Solenis' line of Soyad adhesives contains no formaldehyde and low volatile organic compounds (VOCs). Typical interior wood products include urea formaldehyde (UF) in their adhesives. Over time, UF releases free formaldehyde into the air in a carcinogenic gaseous form, which can be inhaled by humans. Following legislation enacted to reduce formaldehyde emissions, the California Air Resources Board (CARB) adopted the United States' strictest emissions standards. Soyad adhesives meet both CARB Phase 2 standards and Leadership in Energy and Environmental Design (LEED) criteria. As a result of this product development, Solenis (operating as Ashland Water Technologies at the time) was jointly awarded the U.S. Environmental Protection Agency's Presidential Green Chemistry Challenge Award along with Columbia Forest Products and Kaichang Li, Ph.D., of Oregon State University.

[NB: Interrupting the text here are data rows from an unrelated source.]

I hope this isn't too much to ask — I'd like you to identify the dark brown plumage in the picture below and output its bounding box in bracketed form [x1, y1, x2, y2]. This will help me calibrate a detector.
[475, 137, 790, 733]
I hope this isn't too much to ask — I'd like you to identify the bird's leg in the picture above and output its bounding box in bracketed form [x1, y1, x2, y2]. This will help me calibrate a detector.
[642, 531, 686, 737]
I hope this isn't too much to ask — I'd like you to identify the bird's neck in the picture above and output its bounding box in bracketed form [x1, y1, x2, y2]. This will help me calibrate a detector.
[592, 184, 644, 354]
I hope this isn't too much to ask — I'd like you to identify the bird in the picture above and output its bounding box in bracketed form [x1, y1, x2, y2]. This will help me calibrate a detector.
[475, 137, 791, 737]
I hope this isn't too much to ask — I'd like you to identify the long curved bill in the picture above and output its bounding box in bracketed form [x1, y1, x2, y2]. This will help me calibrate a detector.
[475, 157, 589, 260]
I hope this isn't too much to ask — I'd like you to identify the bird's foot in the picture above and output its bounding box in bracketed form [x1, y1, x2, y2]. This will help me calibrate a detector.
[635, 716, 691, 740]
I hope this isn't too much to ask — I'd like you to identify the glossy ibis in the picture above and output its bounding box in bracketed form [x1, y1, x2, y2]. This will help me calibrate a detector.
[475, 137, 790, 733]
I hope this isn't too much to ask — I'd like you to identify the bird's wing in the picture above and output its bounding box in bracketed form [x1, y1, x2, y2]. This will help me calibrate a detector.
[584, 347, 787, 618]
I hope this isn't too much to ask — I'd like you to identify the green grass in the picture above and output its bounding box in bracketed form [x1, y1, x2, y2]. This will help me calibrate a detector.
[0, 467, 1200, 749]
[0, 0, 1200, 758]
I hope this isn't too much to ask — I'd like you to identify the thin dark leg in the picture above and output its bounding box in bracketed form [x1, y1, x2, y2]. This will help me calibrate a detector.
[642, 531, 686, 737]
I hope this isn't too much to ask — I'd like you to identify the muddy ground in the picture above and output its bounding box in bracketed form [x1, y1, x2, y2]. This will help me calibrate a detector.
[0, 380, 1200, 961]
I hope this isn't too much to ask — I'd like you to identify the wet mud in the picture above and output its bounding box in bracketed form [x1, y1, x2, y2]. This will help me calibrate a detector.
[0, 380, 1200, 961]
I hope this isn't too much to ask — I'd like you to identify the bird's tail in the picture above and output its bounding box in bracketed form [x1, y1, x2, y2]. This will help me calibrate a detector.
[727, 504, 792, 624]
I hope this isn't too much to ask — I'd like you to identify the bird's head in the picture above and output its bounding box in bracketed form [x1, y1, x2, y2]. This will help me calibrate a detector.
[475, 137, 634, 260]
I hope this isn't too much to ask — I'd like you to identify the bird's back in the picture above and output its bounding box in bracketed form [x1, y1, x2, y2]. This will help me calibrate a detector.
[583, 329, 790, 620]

===Biobond. 2013 Breakthrough Technology of the Year===
The Biobond. Improving the Sustainability of Paper Program is a program that improves sustainability and productivity for manufacturers of recycled paperboard. Biobond earned Solenis (operating as Ashland Water Technologies at the time) the 2013 Breakthrough Technology of the Year award from Pulp & Paper International. The announcement was made during RISI's Global Outlook Conference held in December 2013 in Dubai.

===ABTCP Best Chemical Supplier of the Year===
On October 9, 2013, Solenis (operating as Ashland Water Technologies at the time) was honored as Best Chemical Supplier of the Year for the Pulp and Paper segment by the Brazilian Pulp & Paper Association (ABTCP). This was the second consecutive year that Solenis received the award.

==Business==
- Solenis is a specialized company which works in the oil and gas, paper-making, mining, chemical processing, and power marketing sectors.
- Currently, the company has 6,300 employees from 118 countries.
- Solenis has research centers located in Wilmington, Delaware, as well as in Krefeld, Germany.
- The company also has Customer Application laboratories located in Wilmington, Delaware; Barendrecht, the Netherlands; Krefeld, Germany; Shanghai, China; and Leme, Brazil.
- Solenis is not only a chemical supplier; they also help customers face challenges such as environmental impacts and assets. For example, to reduce the amount of chemical and water consumption, they provide a variety of products and options. For over 80 years Solenis has a profolio which includes a multitude of cost-effective products that improve pulping efficiency and pulp quality, including cooking aids, washing aids, pitch and scale control agents, brown stock defoamers and specialty programs. Taken together, these solutions enable pulp mills to enhance pulp performance, reduce organic and inorganic carryover and control a number of common problems that negatively affect productivity, pulp quality and chemical and energy use.
- Markets in which Solenis targets include: biorefining, chemical processing, industrial water, mining and mineral processing, municipal, oil and gas, packing paper and board, power generation, printing and writing paper, pulp, tissue and towel and specialties and wood adhesives.